First, the ALJ said nothing in the decision about the Job Browser Pro reports plaintiff provided after the Post-Remand Hearing. For the reasons discussed below, the Job Browser Pro reports were significant probative evidence that the ALJ should have considered at step five. The ALJ's silent disregard of such evidence was legal error.
Second, although a vocational expert's testimony may, without more, constitute substantial evidence of the number of jobs that exist in the national economy,
Here, as plaintiff correctly points out (Plaintiff's Motion at 10-13; Reply at 4-6), the Job Browser Pro reports suggest that the employment numbers the vocational expert provided at the hearing may have erroneously pertained to entire Occupational Employment Survey ("OES") statistical groups rather than the individual representative occupations encompassed therein. For example, the vocational expert testified that there were 47,000 positions in California and 434,000 nationally for the individual occupation of inspector (DOT § 727.687-066), and 40,000 positions in California and 400,000 nationally for packager (DOT § 559.687-074). (AR 402). The Job Browser Pro reports, however, reflect significantly fewer positions for all of OES group No. 51-9061 (i.e., 47,720 for California and 434,170 nationally) — the OES group that encompasses both the inspector and packager occupations, and which contains a total of "782 specialty occupations (unique DOT codes)." (AR 554, 561, 563, 570). Similarly, the vocational expert testified that for the individual assembler occupation (DOT § 731.687-034) there were 20,000 positions in California and 235,000 nationally — virtually the same numbers as for all of OES group No. 51-9399 (i.e., 20,190 in California, 235,910 nationally) the OES group that encompasses the assembler occupation and which contains a total of 1587 individual occupations. (AR 572, 575). Moreover, the hearing transcript suggests that the vocational expert based his opinions solely on the raw data generated by the Job Browser Pro program (i.e., without any evaluation based on professional experience).
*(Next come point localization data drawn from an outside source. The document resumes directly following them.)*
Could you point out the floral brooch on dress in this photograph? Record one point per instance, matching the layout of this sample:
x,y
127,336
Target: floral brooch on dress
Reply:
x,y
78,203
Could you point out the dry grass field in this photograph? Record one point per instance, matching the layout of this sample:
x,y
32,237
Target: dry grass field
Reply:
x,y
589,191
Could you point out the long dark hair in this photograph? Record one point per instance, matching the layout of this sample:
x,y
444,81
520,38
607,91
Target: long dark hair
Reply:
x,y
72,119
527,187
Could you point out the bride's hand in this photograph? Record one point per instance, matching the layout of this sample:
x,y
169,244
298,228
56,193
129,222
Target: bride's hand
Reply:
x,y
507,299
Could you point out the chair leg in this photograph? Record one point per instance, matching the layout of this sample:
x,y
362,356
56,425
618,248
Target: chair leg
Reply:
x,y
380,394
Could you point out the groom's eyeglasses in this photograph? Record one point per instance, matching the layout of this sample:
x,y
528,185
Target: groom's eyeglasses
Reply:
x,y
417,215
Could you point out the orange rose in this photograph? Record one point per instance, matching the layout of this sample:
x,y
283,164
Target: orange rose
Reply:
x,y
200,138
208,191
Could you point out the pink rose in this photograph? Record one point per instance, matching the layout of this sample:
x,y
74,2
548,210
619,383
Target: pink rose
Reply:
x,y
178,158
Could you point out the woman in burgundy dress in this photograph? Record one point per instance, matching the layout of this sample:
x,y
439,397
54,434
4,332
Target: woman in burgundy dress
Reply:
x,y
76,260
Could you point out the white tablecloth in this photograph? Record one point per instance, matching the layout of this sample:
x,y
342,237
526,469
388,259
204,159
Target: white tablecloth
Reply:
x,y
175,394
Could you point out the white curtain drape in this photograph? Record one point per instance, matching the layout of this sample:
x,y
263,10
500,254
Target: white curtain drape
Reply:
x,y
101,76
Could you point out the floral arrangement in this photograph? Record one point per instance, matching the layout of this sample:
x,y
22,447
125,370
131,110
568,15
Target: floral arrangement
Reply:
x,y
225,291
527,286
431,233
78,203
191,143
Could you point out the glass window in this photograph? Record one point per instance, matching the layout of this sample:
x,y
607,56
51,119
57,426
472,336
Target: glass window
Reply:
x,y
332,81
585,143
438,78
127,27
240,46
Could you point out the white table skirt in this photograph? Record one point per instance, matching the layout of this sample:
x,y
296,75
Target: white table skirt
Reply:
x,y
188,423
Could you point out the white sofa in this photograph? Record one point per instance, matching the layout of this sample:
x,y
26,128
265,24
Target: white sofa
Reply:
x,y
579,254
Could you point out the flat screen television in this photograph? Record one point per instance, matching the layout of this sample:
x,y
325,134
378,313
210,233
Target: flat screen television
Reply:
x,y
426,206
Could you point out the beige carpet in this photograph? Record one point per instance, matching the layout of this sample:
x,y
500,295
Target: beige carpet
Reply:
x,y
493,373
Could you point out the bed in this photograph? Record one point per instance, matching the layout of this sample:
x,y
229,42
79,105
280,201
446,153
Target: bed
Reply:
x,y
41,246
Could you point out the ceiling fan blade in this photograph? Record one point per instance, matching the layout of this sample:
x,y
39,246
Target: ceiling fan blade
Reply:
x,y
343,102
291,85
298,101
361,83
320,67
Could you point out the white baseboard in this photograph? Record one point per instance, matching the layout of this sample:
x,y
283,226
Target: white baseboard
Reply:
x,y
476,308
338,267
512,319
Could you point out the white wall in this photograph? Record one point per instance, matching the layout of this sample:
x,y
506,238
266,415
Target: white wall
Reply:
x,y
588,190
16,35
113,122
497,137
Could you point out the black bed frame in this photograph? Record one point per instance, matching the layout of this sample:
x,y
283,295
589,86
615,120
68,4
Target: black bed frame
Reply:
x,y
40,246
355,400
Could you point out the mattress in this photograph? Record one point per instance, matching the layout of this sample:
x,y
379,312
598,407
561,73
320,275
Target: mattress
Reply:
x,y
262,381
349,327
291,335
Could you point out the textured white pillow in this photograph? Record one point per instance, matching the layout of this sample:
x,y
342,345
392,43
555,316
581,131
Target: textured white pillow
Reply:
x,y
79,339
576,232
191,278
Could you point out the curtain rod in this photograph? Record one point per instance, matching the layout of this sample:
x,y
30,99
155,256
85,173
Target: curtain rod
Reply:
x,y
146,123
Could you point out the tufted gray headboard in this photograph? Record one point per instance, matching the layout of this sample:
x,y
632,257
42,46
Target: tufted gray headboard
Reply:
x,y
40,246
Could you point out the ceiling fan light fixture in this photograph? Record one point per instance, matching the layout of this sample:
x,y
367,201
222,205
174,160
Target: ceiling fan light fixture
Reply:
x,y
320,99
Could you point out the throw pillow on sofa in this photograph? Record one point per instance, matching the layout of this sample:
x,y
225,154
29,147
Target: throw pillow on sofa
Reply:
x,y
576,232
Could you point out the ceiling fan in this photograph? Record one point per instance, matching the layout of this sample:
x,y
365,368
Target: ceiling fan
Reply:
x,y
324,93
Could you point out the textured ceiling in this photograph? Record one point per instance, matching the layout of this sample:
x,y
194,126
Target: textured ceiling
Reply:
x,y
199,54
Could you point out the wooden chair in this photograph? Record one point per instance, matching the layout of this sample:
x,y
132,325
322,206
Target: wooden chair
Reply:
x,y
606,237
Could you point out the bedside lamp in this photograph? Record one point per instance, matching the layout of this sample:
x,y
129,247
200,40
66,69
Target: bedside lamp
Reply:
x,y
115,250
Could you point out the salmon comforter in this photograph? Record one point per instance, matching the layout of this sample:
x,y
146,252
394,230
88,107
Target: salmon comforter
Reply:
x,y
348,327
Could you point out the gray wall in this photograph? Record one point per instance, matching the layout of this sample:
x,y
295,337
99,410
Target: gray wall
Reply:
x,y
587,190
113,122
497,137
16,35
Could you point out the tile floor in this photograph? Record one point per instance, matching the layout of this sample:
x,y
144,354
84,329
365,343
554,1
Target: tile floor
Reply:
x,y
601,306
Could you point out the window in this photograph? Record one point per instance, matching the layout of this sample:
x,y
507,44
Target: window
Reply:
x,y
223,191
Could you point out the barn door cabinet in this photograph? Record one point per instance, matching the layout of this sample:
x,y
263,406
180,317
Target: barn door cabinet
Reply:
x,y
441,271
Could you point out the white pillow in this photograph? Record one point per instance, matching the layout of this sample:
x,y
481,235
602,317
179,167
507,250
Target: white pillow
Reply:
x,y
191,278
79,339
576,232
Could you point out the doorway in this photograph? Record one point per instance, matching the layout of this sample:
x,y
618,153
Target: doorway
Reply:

Accordingly, the vocational expert's testimony regarding the availability of the individual representative jobs, which the ALJ adopted, could not serve as substantial evidence supporting the ALJ's determination at step five that plaintiff could perform jobs that existed in "significant numbers" in the national economy.
Finally, the Court cannot conclude that the ALJ's error was harmless since the vocational expert testified that the only jobs available at the light exertional level were the three representative jobs, and defendant points to no persuasive evidence in the record which could otherwise support the ALJ's determination at step five that plaintiff was not disabled.
For the foregoing reasons, the decision of the Commissioner of Social Security is reversed in part, and this matter is remanded for further administrative action consistent with this Opinion.
LET JUDGMENT BE ENTERED ACCORDINGLY.